Pas si facile d’habiter un îlot de prospérité au milieu d’un océan de malheurs. Epargnés par la crise, les Suisses sont–ils condamnés à osciller entre satisfaction intense et léger sentiment de culpabilité?

Que faire? Oui, que faire face à une si insolente réussite? A l’œuvre qui plus est au milieu d’un marasme général, d’un climat de dégradation, de triple A volatilisé, et d’indignés criant leur colère à tous les coins de rue?

On veut parler bien sûr de l’increvable santé économique et financière de la Suisse sur laquelle la crise, la grande crise qui ravage le monde entier depuis 4 ans, semble n’avoir pas ou si peu d’effets.

Oui que faire? Se taper sur le ventre de satisfaction en entonnant le fameux «Suave mari magno» de Lucrèce ne semble pas d’une dignité folle («Qu’il est doux, quand les vents lèvent la mer immense, d’assister du rivage au combat des marins!»).

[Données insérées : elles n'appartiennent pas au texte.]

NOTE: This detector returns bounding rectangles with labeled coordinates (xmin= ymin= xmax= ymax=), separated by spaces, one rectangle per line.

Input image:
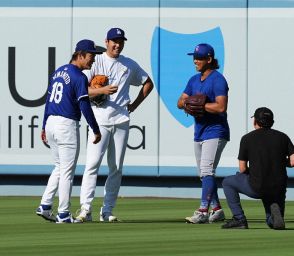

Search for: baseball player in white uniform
xmin=76 ymin=28 xmax=153 ymax=222
xmin=36 ymin=39 xmax=101 ymax=223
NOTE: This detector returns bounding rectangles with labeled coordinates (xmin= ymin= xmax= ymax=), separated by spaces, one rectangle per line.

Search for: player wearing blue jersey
xmin=178 ymin=44 xmax=230 ymax=223
xmin=76 ymin=28 xmax=153 ymax=222
xmin=36 ymin=39 xmax=101 ymax=223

D’un autre côté, à se tordre les mains de compassion, à se frapper la poitrine en signe de culpabilité, on risque le ridicule et l’autodénigrement malsain.

Deux honnêtes hommes, honorablement connus sous nos latitudes et dans nos médias, viennent de faire part à propos de ce dilemme tellement suisse — faut-il se réjouir de son bonheur? — de deux sentiments foncièrement opposés.

L’économiste Beat Kappeler d’abord, dans «Le Temps», pour qui l’affaire est entendue: aucune raison de bouder son plaisir face à une avalanche de «bonnes nouvelles». Telle cette baisse générale des prix, visant à enrayer la spirale du franc fort, et qui se traduit par un panier de la ménagère sérieusement agrandi — «plusieurs centaines de francs de pouvoir d’achat de plus par mois».

Avec aussi, suprême insolence, la création en une année de 40’000 nouveaux emplois. Absurde donc pour Kappeler de se comporter comme si «on était devant des houillères fermées en Lorraine». Pour lui face à une situation à laquelle la plupart des pays et d’abord nos voisins ne peuvent même pas commencer de rêver, il n’y a qu’une chose à faire: «Savourez!», ordonne l’économiste.

Tout à l’inverse, Frédéric Maire, le directeur de la cinémathèque suisse, raconte dans le quotidien «24 Heures» pourquoi ses vacances de fin d’année en Espagne se sont plutôt mal passées. Aux Espagnols étranglés par la crise, avec un chômage à 24%, une bulle immobilière éclatée et qui lui demandent «et en Suisse?», Maire hésite à répondre. S’avouant «assez gêné d’évoquer nos moins de 4% de chômeurs», il se résout à «détourner la conversation sur d’autres sujets, plus frivoles».

Jusqu’à ce que, ô miracle, l’affaire Hildebrand vienne faire, comme ailleurs, la une de la presse espagnole. Du coup, Maire respire mieux et ses amis espagnols peuvent ricaner. «Non seulement les Suisses vivent dans un paradis, mais en plus ils profitent du malheur des autres».

A quoi il aurait pu ajouter, dans l’actu de ces derniers jours, un Conseiller d’Etat au bout de la nuit et du lac faisant le coup de poing à la sortie des discothèques. Ou encore l’explosion des demandes d’asile et le manque cruel de places où loger les requérants.

Une situation due essentiellement à l’imprévoyance de Blocher à l’époque où il était en charge de Justice et Police. Avec en sus l’ardue nécessité pour Mario Gattiker, le tout nouveau chef de l’Office fédéral des migrations, s’il entend débloquer la situation, de négocier de nouveaux accords de réadmission avec les pays d’origine concernés. Une vraie partie de plaisir en vue.

Sur ce point-là au moins, les comparaisons avec les autres pays européens ne sont guère flatteuses. Quand les Hollandais mettent cent jours pour examiner une demande d’asile, l’administration suisse en prend 1400. Un délai absurde, kafkaïen, qui occasionne chez le requérant un sérieux début d’enracinement, pour s’entendre à la fin dire non. Sur fond de renvois brutaux, périlleux, voire impossibles, et de vols spéciaux.

Et si ce n’est pas encore assez pour se persuader d’une Suisse aussi indigne que la moyenne, on ajoutera sa politique climatique. «Un échec sur toute la ligne», du moins selon le WWF qui la dit, cette politique, «énervante, malhonnête et incompréhensible», car incapable de remplir ses objectifs de réduction d’émissions, n’appliquant pas la loi sur le CO2, et s’asseyant sur Kyoto en achetant plus de certificats que n’en autorise le protocole. Comme dirait Kappeler: savourons.